Constant propagation will happen if you call f in a compiled part of code with a constant argument (e.g. called from a function).
So in your case you have:
julia> #noinline f1(x::Int) = x + 1
f1 (generic function with 1 method)
julia> #noinline f2(x::Int) = x + 2
f2 (generic function with 1 method)
julia> function f(x::Int, p::Int)
if p == 1
return f1(x)
else
return f2(x)
end
end
f (generic function with 1 method)
julia> #code_warntype f(1,2)
Body::Int64
2 1 ─ %1 = (p === 1)::Bool │╻ ==
└── goto #3 if not %1 │
3 2 ─ %3 = invoke Main.f1(_2::Int64)::Int64 │
└── return %3 │
5 3 ─ %5 = invoke Main.f2(_2::Int64)::Int64 │
└── return %5 │
julia> g() = f(1,2)
g (generic function with 1 method)
julia> #code_warntype g()
Body::Int64
1 1 ─ return 3
julia> h(x) = f(x,2)
h (generic function with 1 method)
julia> #code_warntype h(10)
Body::Int64
1 1 ─ %1 = invoke Main.f2(_2::Int64)::Int64 │╻ f
└── return %1
As a side note, AFAIK #pure macro should not be used with functions that call generic functions, as is the case of f.

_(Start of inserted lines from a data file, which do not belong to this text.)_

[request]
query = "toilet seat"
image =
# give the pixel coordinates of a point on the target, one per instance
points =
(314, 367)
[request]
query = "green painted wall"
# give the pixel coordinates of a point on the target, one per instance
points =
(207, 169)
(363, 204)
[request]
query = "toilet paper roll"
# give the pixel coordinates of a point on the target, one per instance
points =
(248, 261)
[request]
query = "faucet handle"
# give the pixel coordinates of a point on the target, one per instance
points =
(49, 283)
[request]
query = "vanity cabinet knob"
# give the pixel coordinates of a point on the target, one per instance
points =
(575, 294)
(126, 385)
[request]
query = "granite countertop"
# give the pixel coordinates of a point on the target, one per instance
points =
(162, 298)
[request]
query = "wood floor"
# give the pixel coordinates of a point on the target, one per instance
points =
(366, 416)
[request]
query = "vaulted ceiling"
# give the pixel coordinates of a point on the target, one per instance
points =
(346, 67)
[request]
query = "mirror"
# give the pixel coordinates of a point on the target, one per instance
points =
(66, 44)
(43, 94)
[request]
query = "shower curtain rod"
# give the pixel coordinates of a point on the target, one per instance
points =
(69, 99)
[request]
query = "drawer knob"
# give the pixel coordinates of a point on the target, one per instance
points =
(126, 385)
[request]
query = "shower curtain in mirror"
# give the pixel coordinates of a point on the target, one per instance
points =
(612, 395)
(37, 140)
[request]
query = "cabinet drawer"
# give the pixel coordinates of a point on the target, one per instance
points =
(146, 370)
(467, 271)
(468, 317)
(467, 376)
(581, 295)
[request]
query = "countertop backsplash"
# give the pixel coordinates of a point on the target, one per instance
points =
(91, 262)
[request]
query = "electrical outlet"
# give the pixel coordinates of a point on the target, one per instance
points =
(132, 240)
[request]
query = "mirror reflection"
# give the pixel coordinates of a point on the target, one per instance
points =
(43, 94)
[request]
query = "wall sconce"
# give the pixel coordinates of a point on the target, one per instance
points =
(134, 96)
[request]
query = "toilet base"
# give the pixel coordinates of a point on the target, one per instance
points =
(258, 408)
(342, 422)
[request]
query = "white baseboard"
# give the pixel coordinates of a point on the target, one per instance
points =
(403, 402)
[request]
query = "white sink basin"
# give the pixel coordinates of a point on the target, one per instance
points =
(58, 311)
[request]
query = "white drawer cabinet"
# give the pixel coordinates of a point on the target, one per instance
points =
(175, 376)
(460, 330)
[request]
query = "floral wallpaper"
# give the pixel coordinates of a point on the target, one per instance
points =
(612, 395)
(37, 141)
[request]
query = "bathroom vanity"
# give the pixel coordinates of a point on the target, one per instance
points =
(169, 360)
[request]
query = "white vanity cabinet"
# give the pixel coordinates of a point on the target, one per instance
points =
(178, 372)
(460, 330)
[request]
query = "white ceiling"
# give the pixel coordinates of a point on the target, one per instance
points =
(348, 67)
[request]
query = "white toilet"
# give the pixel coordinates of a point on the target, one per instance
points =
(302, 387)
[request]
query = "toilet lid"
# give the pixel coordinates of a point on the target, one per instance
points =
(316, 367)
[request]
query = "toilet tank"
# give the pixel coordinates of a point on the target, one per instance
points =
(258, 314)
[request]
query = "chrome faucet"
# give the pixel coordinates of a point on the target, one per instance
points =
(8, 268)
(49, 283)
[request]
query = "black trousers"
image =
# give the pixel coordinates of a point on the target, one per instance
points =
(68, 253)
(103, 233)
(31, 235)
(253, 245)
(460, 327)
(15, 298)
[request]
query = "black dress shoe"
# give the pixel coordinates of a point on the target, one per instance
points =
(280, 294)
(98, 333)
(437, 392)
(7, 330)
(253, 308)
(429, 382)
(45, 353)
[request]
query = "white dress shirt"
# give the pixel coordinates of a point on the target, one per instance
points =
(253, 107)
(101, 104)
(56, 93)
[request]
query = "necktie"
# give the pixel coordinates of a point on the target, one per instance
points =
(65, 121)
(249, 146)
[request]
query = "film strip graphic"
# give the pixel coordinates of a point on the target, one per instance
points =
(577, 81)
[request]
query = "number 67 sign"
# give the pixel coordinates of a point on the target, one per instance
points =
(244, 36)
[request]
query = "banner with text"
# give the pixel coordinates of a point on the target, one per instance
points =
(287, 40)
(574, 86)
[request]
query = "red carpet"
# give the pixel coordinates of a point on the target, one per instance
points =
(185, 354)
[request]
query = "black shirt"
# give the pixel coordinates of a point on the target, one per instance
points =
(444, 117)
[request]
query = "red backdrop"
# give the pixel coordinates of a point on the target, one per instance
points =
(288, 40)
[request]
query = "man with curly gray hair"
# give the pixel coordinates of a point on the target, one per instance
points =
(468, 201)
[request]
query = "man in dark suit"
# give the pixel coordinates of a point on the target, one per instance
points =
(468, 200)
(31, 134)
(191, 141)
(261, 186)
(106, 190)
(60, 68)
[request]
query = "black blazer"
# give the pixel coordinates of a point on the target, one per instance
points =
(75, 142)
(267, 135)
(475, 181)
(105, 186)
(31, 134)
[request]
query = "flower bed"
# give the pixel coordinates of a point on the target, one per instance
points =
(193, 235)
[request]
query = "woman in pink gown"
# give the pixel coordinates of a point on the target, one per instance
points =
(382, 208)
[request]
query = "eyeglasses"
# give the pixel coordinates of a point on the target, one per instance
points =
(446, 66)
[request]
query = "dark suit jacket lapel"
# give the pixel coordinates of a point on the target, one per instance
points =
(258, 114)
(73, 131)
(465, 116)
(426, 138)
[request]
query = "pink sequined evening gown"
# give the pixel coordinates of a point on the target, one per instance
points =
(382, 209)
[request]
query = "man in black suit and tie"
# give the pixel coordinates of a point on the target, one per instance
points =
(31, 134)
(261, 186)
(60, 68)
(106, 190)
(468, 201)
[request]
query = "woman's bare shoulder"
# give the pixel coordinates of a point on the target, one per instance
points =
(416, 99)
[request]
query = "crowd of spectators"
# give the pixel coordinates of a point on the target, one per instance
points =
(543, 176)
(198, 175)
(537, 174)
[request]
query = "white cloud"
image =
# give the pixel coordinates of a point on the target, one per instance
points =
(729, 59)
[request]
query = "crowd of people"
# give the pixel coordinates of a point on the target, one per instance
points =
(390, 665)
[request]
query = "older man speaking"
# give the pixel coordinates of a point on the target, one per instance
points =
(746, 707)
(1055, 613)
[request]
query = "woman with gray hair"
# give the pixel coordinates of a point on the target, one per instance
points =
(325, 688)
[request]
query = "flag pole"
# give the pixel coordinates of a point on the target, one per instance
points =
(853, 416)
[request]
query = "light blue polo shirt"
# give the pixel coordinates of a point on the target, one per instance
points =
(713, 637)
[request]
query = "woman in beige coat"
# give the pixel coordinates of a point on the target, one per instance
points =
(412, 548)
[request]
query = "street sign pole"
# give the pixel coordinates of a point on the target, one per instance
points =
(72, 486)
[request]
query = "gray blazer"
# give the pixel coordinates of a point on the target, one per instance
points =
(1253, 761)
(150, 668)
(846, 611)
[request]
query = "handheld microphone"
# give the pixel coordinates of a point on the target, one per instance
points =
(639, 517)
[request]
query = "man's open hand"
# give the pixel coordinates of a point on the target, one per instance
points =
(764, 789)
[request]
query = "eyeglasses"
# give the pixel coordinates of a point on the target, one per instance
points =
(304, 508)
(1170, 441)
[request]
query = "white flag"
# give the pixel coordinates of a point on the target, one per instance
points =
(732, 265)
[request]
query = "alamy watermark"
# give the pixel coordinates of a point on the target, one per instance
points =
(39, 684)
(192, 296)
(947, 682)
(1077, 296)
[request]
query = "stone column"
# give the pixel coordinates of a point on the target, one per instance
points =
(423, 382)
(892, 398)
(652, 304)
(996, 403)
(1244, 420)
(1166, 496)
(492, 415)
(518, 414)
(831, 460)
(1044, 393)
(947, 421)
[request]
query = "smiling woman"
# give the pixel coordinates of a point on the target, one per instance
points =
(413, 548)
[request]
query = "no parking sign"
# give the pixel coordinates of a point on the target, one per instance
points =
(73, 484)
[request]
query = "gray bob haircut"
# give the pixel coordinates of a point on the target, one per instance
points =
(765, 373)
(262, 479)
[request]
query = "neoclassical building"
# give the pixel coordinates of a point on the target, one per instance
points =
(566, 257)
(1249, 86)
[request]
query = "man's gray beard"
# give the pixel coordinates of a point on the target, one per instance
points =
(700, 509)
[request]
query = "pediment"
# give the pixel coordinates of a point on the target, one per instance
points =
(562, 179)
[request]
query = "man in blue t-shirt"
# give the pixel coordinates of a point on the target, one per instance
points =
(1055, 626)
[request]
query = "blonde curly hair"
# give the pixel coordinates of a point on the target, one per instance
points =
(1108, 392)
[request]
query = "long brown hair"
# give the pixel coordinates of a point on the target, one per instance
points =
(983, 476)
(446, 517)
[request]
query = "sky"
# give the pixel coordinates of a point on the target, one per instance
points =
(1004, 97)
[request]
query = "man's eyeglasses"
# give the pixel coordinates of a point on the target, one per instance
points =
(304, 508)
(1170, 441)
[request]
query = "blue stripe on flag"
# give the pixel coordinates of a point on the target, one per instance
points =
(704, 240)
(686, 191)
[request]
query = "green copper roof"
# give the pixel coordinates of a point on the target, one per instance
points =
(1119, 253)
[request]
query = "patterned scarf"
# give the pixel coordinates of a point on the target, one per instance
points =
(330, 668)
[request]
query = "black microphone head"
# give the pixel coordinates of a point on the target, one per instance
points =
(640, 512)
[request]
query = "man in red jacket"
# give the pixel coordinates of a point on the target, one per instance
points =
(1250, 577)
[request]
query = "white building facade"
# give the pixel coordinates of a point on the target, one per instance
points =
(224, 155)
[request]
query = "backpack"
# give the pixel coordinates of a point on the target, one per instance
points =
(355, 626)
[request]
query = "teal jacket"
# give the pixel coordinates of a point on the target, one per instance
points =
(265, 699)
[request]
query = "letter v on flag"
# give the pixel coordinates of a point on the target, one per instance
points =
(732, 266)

EDIT: I have found an interesting corner case here:
julia> f(x,p) = (p==1 ? sin : cos)(x)
f (generic function with 1 method)
julia> #code_warntype f(10, 2)
Body::Any
1 1 ─ %1 = (p === 1)::Bool │╻ ==
└── goto #3 if not %1 │
2 ─ %3 = Main.sin::Core.Compiler.Const(sin, false) │
└── goto #4 │
3 ─ %5 = Main.cos::Core.Compiler.Const(cos, false) │
4 ┄ %6 = φ (#2 => %3, #3 => %5)::Union{typeof(cos), typeof(sin)} │
│ %7 = (%6)(x)::Any │
└── return %7 │
julia> g() = f(10, 2)
g (generic function with 1 method)
julia> #code_warntype g()
Body::Float64
1 1 ─ %1 = invoke Base.Math.cos(10.0::Float64)::Float64 │╻╷ f
└── return %1 │
julia> h(x) = f(x, 2)
h (generic function with 1 method)
julia> #code_warntype h(10)
Body::Any
1 1 ─ %1 = invoke Main.f(_2::Int64, 2::Int64)::Any │
└── return %1
julia> z() = h(10)
z (generic function with 1 method)
julia> #code_warntype z()
Body::Float64
1 1 ─ %1 = invoke Base.Math.cos(10.0::Float64)::Float64 │╻╷╷ h
└── return %1
The thing that is interesting is that for g constant propagation happens as above, but not for h, but then if you wrap h in a function it happens again.
So in general the conclusion probably is that in standard cases in compiled code you can expect constant propagation to happen, but in complex cases the compiler may not be smart enough (of course this can improve in the future).